Today’s feature race in New York is the real deal: Aqueduct’s 83rd running of the Grade 1 Wood Memorial, a storied Kentucky Derby prep and a prize worth winning on the merits alone.
So, Todd Pletcher pulled a fast one, reserving Circular Quay and substituting with Any Given Saturday. As usual, his reasoning was excellent. It’s one thing to have very good horses. It’s another knowing how to manage and spot them correctly.
Any Given Saturday comes off a head-bobbing nose defeat to champion juvenile Street Sense in the recent Tampa Bay Derby. He’s a talented colt and truly a “now” horse. If that tough race does for him what the Preakness did for Easy Goer back in ’89, he’ll move forward and looms a most probable winner.
At the beginning of year, I was a big fan of Nobiz Like Shobiz. The only reservation I’ve had since is his apparent lack of development, and that’s a problem. Adding blinkers in the hope of correcting his stretch-running greenness--or whatever makes him do what he does in the straight--Barclay Tagg will attempt to focus the colt’s attention. It is hoped, too, that the cotton added to his ears for a recent workout and likely again today, will help further in muffling the crowd noise. (Might take a bale of that stuff at Churchill Downs)!

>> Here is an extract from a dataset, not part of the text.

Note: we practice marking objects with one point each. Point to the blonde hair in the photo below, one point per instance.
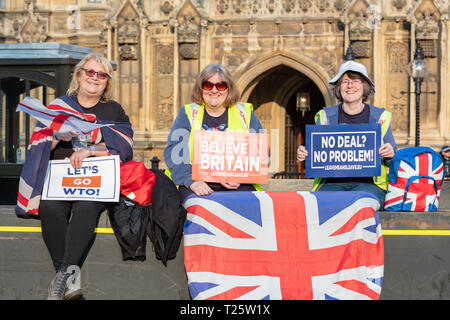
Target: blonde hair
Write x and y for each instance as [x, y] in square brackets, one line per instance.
[208, 72]
[75, 83]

In this context, the Wood, which propelled Tagg’s Funny Cide from Wood runnerup to Derby winner in 2003, is as important as the Derby. The colt must move forward and must do it now. He won the nine-furlong Remsen very impressively on this track last fall. That will help. He’s well drawn, too, inside for the short run to the first turn. Absolutely no excuses today.
And that’s the way we’re playing it. Nobiz Like Shobiz to win; exacta box with Any Given Saturday.

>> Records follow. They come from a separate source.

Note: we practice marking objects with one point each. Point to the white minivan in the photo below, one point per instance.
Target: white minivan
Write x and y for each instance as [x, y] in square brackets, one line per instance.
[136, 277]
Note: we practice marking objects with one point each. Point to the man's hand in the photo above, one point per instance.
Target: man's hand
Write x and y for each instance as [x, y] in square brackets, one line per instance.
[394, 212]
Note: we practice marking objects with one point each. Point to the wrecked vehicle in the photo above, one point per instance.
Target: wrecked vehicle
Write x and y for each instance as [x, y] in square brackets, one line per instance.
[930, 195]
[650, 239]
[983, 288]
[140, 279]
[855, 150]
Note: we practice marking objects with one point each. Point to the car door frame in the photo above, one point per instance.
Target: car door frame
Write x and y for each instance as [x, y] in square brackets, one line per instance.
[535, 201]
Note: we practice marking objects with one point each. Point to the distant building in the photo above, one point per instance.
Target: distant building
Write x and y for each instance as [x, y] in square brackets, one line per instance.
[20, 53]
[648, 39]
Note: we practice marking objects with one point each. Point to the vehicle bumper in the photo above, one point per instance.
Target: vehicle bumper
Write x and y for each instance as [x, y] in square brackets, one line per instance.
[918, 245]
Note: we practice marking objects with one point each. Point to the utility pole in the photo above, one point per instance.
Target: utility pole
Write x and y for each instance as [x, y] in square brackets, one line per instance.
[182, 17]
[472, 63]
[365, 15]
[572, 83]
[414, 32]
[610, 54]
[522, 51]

Since that play lacks imagination, we’ll provide on that doesn’t. In all probability, early line favorite Octave (2-1) is very likely to move forward in today’s Grade 1 Ashland Stakes at Keeneland. Her recent Fair Grounds Oak conqueror, Mistical Plan (7-2) may regress some but belongs in the conversation because trainer Doug O’Neill saddles her.
The interesting filly is Hucking Hot, going from turf to dirt for a trainer 21% efficient and profitable with that move, Paddy Gallagher.
Hucking Hot’s recent turf figure was competitive with the aforementioned Oaks. Her lone dirt effort came on the artificial Cushion Track last year in the Grade 1 Hollywood Starlet, earning a better rating than she did in her previous turf races. Now she’s back on another artificial surface, Polytrack, and there’s been plenty of empirical evidence suggesting of a strong relationship between turf specialization and artificial dirt success. And that’s the way we’re playing it: A trifecta box of these three fillies. An exacta box with Octave. And, of course, a win play on Hucking Hot, at 6-1 or greater.